The Doctor gazes at the bottle. His missing red-glowy-thing is forgotten as he plucks off the top and lifts it to his face to take a deliberate whiff. It's like being swathed in her scent except that this time, no fire begins to burn in his stomach. The pleasurable tingles and shudders don't come. Instead, a coldness creeps down his shoulders and back, draining away his strength until he turns to settle onto Donna's bed, sitting at first and then finally curling up on his side.

The imprint of Donna is everywhere, pressed even into the pillow he rests his head on. He wishes it didn't hurt so much that the room is vacant. Donna is safe. She is alive, she is safe, hopefully she is happy. She could've been dead, and he'd prevented that. So why can't he just be happy?

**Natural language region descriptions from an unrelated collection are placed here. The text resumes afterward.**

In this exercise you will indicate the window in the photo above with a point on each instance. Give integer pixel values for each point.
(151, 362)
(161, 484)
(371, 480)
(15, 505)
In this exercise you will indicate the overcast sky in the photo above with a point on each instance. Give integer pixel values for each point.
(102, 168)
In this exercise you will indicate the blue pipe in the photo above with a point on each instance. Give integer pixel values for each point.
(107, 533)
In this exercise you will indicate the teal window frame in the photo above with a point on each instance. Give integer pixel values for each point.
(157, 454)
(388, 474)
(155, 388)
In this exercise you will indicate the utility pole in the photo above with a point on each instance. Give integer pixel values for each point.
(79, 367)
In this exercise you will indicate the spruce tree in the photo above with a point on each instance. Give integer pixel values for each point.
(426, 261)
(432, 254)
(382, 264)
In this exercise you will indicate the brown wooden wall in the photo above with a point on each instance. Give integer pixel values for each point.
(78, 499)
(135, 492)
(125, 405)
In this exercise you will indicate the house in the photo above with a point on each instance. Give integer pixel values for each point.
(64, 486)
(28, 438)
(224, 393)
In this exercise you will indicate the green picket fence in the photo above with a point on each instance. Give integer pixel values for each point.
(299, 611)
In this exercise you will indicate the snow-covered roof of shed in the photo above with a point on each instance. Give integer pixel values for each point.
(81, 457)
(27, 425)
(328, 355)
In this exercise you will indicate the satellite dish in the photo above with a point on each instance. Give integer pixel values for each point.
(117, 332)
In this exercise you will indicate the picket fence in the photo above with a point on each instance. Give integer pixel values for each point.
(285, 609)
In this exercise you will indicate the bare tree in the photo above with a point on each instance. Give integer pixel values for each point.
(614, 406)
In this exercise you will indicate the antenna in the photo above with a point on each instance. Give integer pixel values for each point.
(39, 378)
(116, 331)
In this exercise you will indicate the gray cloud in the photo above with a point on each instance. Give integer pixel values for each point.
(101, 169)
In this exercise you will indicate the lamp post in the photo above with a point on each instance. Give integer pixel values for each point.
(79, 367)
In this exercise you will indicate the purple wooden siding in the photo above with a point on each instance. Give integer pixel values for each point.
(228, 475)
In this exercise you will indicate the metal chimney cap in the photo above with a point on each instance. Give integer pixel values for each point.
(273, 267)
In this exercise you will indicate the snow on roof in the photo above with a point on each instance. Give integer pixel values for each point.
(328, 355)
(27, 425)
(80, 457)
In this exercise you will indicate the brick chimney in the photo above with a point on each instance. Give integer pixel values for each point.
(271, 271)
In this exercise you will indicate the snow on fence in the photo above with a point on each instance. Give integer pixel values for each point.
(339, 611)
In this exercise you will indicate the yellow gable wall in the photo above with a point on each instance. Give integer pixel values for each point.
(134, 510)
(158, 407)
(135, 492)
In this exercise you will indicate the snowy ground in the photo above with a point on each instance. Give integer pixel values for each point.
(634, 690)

He pulls his spectacles off and presses the heels of his palms to his eyes, trying desperately not to break down and feeling like his chest is going to split open from the effort of it. When he drops his hands, his eyes are hot and blurry.

"I miss you," he says. He clutches the perfume bottle in his hand, his thumb stroking its smooth sides over and over as though rubbing it may call her back like the genie from the lamp. She doesn't, of course, and the motion gives him no comfort. He turns his face into her pillow, his breath hitching. Around him, the TARDIS makes a sound almost like a sigh and then quiets herself, her usual hum dropping to a distant reverberation somewhere deeper and further away from him.

Left alone, the Doctor dreams of a missing redhead with a smile that lights up the world. In his mind, she glows.